Ah fim de ano… sempre a mesma coisa, sempre terminando no dia 31 de dezembro. Mas sabe que eu curto ciclos? Pois é, eu gosto mesmo. Acho legal essa ideia de renovar as esperanças quando um ano novo se inicia. Se pensarmos bem, nada de verdade acontece numa simples mudança de calendário, porém, é um símbolo. Ok, réu confesso, eu adoro simbolizar as coisas, procuro até “ensinar” meus clientes a fazerem o mesmo, como marcar as etapas da vida com aquela caneta verde limão, sabe?

O problema é que isso só pode ser feito com o que já ocorreu, nunca com o que vai ocorrer, afinal de contas, pelo que me consta ninguém consegue ler ou prever o futuro. Infelizmente ou felizmente, sei lá. Só que tem como a gente caminhar de acordo com nossas intenções.

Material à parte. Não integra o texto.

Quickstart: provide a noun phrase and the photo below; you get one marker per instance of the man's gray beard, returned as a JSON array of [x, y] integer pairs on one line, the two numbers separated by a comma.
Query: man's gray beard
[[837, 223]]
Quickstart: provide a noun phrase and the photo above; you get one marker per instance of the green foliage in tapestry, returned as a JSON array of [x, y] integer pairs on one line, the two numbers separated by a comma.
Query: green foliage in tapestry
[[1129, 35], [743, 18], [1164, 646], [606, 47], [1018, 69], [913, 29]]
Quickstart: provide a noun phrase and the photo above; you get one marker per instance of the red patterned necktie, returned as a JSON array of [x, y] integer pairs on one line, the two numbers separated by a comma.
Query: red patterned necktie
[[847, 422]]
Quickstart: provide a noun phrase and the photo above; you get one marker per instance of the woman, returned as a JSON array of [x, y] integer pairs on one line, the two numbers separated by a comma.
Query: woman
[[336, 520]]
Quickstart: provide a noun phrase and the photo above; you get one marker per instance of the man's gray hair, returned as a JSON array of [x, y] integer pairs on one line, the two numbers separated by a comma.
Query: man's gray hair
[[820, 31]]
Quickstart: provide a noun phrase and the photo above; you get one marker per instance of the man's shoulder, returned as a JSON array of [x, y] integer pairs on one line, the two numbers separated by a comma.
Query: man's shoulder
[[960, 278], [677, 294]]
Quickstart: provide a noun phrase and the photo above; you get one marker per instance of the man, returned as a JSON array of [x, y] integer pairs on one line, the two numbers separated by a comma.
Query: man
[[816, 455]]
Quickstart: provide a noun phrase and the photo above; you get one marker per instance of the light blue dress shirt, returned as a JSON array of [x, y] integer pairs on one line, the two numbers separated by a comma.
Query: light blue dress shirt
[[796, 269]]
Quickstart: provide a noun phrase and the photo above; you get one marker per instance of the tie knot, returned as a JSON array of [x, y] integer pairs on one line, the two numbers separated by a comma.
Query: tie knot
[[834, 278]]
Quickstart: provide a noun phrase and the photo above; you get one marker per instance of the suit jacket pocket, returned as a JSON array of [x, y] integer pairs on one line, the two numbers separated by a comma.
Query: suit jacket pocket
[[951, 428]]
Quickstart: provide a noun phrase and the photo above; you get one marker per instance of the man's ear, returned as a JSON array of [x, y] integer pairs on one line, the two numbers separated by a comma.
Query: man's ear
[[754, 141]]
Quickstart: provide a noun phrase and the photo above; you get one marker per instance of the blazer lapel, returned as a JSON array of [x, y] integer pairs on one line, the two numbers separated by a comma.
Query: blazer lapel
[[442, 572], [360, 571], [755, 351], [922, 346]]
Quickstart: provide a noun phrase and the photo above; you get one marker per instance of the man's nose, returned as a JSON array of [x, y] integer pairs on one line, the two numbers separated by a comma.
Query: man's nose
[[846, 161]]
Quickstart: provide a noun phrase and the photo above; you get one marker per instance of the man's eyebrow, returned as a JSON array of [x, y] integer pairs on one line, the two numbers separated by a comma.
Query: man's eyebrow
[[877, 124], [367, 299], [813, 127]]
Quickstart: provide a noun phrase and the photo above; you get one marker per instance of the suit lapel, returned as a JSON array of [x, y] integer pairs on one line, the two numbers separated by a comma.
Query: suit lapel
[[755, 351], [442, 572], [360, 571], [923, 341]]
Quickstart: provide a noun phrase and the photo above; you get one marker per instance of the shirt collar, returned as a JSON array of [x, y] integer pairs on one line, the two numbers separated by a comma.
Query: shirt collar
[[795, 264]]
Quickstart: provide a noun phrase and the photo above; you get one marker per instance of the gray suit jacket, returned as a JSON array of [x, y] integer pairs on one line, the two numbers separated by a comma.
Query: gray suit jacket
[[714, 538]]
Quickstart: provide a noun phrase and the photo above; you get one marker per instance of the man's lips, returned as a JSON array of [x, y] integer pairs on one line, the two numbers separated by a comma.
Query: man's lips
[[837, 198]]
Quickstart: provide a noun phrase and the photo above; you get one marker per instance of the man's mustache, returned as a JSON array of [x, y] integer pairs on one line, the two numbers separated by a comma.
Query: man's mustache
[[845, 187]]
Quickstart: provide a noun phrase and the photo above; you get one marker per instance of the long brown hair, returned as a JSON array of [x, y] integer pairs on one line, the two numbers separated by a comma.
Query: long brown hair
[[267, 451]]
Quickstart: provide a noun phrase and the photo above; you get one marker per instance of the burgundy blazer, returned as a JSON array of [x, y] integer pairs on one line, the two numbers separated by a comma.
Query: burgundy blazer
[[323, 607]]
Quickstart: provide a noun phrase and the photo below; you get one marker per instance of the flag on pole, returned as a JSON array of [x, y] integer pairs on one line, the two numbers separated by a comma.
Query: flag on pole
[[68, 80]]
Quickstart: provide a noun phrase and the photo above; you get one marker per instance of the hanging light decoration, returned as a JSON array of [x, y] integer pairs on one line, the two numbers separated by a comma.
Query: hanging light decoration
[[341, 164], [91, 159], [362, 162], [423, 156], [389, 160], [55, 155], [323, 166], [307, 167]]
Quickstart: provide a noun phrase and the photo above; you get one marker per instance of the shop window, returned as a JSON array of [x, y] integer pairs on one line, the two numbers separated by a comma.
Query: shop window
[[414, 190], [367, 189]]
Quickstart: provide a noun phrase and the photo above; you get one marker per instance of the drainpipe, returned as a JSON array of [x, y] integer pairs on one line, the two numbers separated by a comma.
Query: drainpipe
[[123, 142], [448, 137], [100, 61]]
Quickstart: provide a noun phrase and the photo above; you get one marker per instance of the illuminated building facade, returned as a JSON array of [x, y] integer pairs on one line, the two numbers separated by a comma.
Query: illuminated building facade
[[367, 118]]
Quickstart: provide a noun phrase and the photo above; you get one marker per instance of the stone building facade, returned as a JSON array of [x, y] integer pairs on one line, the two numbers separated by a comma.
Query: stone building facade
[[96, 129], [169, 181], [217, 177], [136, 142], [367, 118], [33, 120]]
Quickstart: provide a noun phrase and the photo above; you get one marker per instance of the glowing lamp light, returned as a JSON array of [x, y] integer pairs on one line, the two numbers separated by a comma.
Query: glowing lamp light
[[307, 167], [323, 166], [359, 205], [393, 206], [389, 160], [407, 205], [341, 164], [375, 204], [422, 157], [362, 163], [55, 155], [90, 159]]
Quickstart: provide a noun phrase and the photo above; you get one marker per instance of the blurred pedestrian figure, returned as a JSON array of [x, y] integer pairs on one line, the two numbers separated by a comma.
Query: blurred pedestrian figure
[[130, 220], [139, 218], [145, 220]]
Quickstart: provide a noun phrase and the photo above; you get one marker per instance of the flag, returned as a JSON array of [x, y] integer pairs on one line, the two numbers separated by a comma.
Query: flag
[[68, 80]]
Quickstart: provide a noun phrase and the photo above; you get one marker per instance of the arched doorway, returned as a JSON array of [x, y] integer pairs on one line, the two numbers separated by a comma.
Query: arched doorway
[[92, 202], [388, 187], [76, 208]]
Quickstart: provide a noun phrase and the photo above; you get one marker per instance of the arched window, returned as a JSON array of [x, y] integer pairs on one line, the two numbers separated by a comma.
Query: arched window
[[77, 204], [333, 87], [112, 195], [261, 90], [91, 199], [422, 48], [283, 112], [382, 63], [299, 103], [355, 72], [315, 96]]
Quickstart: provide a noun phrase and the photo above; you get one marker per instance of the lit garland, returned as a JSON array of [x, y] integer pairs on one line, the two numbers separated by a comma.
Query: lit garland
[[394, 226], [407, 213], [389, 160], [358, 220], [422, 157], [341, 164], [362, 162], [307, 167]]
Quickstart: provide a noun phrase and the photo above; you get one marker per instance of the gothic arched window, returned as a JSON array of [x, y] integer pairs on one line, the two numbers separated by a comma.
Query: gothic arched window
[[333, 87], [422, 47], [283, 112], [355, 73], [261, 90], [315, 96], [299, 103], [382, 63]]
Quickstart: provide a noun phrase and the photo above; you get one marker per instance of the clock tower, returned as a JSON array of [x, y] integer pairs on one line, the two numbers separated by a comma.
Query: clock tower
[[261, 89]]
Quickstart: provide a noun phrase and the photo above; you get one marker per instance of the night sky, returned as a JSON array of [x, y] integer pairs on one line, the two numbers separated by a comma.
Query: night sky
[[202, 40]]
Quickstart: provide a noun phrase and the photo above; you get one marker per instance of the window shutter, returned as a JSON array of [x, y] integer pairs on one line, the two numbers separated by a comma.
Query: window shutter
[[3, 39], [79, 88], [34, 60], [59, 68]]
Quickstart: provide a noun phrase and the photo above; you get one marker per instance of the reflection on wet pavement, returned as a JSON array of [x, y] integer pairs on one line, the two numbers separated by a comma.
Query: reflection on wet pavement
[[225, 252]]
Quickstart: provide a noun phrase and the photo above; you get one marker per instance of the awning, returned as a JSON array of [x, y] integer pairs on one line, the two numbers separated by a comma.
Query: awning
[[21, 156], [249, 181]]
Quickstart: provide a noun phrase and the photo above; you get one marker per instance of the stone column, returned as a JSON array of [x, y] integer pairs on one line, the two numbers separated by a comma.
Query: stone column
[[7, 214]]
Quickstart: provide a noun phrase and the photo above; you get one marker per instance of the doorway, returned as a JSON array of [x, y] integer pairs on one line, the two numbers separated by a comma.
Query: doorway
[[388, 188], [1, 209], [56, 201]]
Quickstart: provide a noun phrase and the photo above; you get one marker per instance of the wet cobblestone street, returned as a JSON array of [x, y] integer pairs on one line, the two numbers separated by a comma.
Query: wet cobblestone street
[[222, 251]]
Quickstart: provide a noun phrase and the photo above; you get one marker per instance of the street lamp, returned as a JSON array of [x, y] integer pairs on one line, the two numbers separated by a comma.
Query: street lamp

Tudo bem, nem tudo sairá como queremos, mas podemos sim tentar seguir nosso foco – palavrinha tão na moda. O problema pode surgir e não ser resolvido quando nem foco tivermos. Ou se tivermos muitos, onde certamente alcançar todos os objetivos será impossivel no período de um ano.

Como sempre falo por aqui, entendo que os seres humanos quase sempre gastam energias querendo o que não podem ter. Enfim, não sei se já me fiz entender mesmo falando essas coisas o tempo todo.

Agora o papo tem que seguir em outra direção, é chegada a hora de fazer aquelas famosas listas de fim de ano, desejos, sonhos, objetivos, metas… tanta coisa que a impressão é que 2011 será curto. E de fato será. Mas… sempre se pode dar um jeito se usarmos um pequeno truque que vale pra vida toda: Não gaste sua energia com o que não vale à pena.       

Parece chavão, afinal de contas, todo mundo é inteligente o suficiente pra saber que a energia dos seres humanos é… esgotável. Não somos recarregáveis. O Maximo que conseguimos é sair de férias e esquecer dos problemas por um período muito curto. Assim sendo, pergunto: Será mesmo que sabemos disso? Ou é só mais uma daquelas coisas que todo mundo sabe, mas ninguém faz?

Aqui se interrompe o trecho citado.